CAN staff led by Murari Gautam on the ground in Nepal, continue to work heroically to ensure that emergency aid in the shape of food, extra medical supplies, tarpaulins and solar panels (generously sourced and funded by a UK donor) for recharging batteries, are getting through to the communities we support, including the deeply traumatised children from the Bahrabise School for the Deaf.

The children at Bahrabise are receiving great care from the staff who have themselves suffered great loss of both family members and homes. This is a huge challenge given fragmentary communication channels between head office and the project sites, the monsoons and landslides and fragmentary communication channels between head office in Kathmandu and the project sites, the monsoons and landslides. Owing to the remoteness of the communities we support, supplies have to carried in by porter teams or, where the trails are now impassable, delivered by helicopter.

Throughout all this, CAN nurses and teachers have all remained at their posts, delivering essential health care and education in truly appalling conditions, from temporary shelters and schoolrooms constructed from recycled building materials and tarpaulin roofs. All our buildings have been destroyed or left in a state of collapse, if not by the first or second earthquakes, then by the underlying instability of the ground exacerbated by heavy rains. Ghyamrang school, which had survived relatively undamaged until the monsoons, collapsed entirely when the foundations broke up.


Doug and Trish Scott will be heading out to Nepal on 15th July, to congratulate our devoted staff on their brave performance to date and raise moral.

You will have read in earlier updates that two recce teams have already visited the villages of Lapcha and Ghunsa to the east, and the Bahrabise School for the Deaf as well as Kutumsang, Milarepa and Melamchigaun Health Posts and schools in central Nepal. The third recce party, led by Doug will include his wife Trish, a medic Dr Iain Watt, geologist Simon Eden, construction expert Glynn Utting, and long time CAN supporter, member of recce team one and Shelterbox David Webber.

They will visit Ghyamrang Health Post and school which survived the earthquake, but has now been washed away by the monsoon. They will also visit Rohi Guan School. They will then, after a series of meetings visit the remote communities and Health Posts of North Gorkha – Bihi, Prok, Lihi, Lho and Sama Gaun – who have been isolated by massive rock avalanches which have blocked the trails. These communities are supported by CAN and the recce party will assess the situation on the ground, replenish essential medical supplies as well as supplying food and tarpaulins. Anil Bhandari and Tej Tamang have for several weeks been helping the communities construct temporary shelters.
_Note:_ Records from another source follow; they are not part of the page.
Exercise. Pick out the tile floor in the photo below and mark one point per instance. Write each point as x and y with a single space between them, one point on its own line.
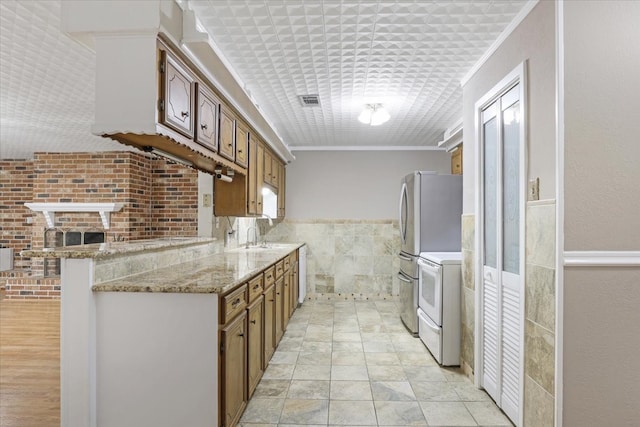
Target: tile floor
352 363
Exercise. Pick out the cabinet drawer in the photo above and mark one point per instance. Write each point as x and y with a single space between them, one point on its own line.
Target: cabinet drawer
233 303
255 288
269 276
279 268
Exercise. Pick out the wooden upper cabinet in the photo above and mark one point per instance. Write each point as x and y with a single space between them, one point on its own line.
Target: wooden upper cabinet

Doug and the recce team also intend to visit Langtang valley and assess the possibility of rebuilding Langtang School and Health Post, if and when required after it is decided where to rebuild Langtang village that was completely buried under the massive rock avalanche.

There will be continuous round of meetings, none more important than with the office staff, the management committee and local project committee chairmen, nearly all of whom have lost their homes to the earthquake. It will be an emotionally charged visit – more so than any of Doug and Trish’s previous trips to Nepal.


This has been a very brief update and we apologise for the absence of a more formal newsletter, but hope you will understand our need to prioritise. Our main objective was to thank you for your continued support, provide a sense of how we are planning to spend your money, and to underline the continued size of the challenge that lies ahead of us in making our contribution to the shattered lives of these poor but immensely resourceful people.